João Costa, que mantém também uma revista cultural luso-eslovena intitulada ‘Sardinha’, comentou ainda que, apesar dos trabalhos atarefados, a comunidade faz “muitas coisas para puxar a cultura e a língua portuguesa, integrando todos, não só portugueses, mas portugueses e eslovenos, no sentido de uma comunidade lusofalante”.

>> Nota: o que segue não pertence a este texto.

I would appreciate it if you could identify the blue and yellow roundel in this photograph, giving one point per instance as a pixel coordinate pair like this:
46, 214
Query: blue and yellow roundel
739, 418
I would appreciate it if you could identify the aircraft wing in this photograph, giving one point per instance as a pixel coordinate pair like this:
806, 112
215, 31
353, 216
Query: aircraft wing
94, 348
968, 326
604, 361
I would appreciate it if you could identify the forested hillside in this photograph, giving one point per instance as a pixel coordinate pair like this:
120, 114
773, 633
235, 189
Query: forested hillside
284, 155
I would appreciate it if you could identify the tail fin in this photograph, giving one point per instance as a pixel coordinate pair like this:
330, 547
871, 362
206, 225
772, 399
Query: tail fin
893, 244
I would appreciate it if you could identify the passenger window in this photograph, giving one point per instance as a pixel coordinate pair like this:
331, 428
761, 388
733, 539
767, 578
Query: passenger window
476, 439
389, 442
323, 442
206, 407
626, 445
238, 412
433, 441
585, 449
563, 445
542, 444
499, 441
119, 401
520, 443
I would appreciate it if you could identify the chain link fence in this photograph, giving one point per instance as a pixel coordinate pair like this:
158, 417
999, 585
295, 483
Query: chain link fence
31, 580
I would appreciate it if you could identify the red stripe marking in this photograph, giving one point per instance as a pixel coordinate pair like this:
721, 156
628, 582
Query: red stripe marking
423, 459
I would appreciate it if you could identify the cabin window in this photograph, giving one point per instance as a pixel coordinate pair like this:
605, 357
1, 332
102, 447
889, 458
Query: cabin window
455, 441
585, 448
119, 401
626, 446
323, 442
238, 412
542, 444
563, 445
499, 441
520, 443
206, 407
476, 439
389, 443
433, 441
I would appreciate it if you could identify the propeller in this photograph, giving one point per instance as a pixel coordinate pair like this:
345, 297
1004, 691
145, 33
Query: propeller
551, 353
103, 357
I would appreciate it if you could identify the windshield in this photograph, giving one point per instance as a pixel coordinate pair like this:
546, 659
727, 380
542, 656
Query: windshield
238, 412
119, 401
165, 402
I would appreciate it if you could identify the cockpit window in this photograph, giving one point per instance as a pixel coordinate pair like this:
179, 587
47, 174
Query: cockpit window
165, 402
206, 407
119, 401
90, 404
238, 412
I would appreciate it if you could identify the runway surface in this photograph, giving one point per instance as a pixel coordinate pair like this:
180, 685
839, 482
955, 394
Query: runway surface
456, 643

“Há muitos eslovenos a gostarem muito da língua portuguesa e de Portugal (…) e querem participar, e querem fazer parte dessa comunidade, e não precisam de um passaporte português para isso: uma pessoa pode sentir-se portuguesa mesmo não sendo portuguesa”, rematou.

Os três portugueses falavam à Lusa após um encontro com Marcelo Rebelo de Sousa, que se encontra atualmente numa deslocação oficial de três dias à Eslovénia, tratando-se do primeiro Presidente da República a visitar o país desde Jorge Sampaio, em abril de 1999.

Inicialmente prevista para 2020, a visita foi adiada para este ano devido à pandemia de covid-19, sendo os principais temas da deslocação a relação entre os dois países e a presidência do Conselho da UE, tendo em conta que a Eslovénia irá suceder a Portugal em julho.